Weiter verbessert wurden im Zuge des aktuellen Firmware-Updates auch die Möglichkeiten, Sentry K300 trotz einer Verwaltung unter Windows an proprietären Fertigungssystemen zu verwenden. Denn via SafeConsole kann dem Laufwerk eine frei definierbare Anzahl an sogenannten Stand-Alone-Logins erlaubt werden. Damit kann der Mitarbeiter den K300 auch an Nicht-Windows-Systemen verwenden.

Erst nachdem die erlaubten Stand-Alone-Logins aufgebraucht wurden, muss das Laufwerk wieder mit einem Windows-PC verbunden werden. Dort werden dann Sicherheitsrichtlinien aktualisiert, Firmware-Updates durchgeführt und mögliche Laufwerksaktionen ermöglicht, etwa die Wiederherstellung eines vergessenen Passwortes.

Die microSATA SSD-Technologie macht das Laufwerk laut Hersteller bis zu viermal so schnell wie vergleichbare verschlüsselte USB-Flash-Speicher. Neben der integrierten alphanumerischen Tastatur verfügt Sentry K300 über ein OLED-Display.
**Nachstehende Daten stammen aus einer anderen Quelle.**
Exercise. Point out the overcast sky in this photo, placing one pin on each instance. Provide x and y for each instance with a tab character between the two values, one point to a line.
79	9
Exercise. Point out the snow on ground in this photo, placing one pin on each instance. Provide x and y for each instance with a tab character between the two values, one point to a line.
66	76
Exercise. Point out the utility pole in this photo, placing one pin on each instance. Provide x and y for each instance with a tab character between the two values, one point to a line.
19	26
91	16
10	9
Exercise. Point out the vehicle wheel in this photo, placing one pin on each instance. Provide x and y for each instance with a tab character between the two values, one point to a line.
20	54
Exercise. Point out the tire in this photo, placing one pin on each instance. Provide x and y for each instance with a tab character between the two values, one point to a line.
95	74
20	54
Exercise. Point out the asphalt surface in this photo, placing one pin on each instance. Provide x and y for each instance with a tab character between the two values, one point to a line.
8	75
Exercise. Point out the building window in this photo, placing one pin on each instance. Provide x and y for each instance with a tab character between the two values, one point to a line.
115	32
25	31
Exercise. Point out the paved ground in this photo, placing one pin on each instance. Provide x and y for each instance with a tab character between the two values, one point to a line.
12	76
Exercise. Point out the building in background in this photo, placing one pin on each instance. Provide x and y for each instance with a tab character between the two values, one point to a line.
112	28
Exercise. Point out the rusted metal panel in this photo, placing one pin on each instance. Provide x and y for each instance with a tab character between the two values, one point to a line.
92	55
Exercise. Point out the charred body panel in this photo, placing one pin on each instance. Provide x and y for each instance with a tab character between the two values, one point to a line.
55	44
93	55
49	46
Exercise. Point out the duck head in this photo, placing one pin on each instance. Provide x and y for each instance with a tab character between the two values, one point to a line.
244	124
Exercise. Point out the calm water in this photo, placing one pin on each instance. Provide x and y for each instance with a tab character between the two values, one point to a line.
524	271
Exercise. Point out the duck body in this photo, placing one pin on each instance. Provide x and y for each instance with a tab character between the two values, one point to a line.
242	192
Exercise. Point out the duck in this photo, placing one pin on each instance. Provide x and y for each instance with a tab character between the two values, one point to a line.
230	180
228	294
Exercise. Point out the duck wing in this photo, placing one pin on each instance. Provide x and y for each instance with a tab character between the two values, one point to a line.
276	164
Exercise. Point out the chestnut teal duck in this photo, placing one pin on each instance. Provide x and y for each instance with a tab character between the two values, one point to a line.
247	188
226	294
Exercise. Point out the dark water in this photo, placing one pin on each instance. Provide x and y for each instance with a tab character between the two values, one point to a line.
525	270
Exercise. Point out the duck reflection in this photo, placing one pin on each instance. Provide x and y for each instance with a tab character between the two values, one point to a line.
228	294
Dieses erlaubt dem Administrator und dem Anwender die benutzerfreundliche Konfiguration und Authentifizierung. K300 kann grundsätzlich Betriebssystem-unabhängig eingesetzt sowie optional mit der zentralen USB-Device-Managementlösung SafeConsole verwaltet werden.

Die zentrale Verwaltung erlaubt eine weitere Steigerung des Sicherheitsniveaus. Zu den Leistungsmerkmalen zählen dann der Auto-Inventar, die Durchsetzung von Sicherheitsrichtlinien, die Wiederherstellung vergessener Passwörter, die Löschung gestohlener bzw. verlorener Laufwerke, Compliance Berichte und viele weitere Features.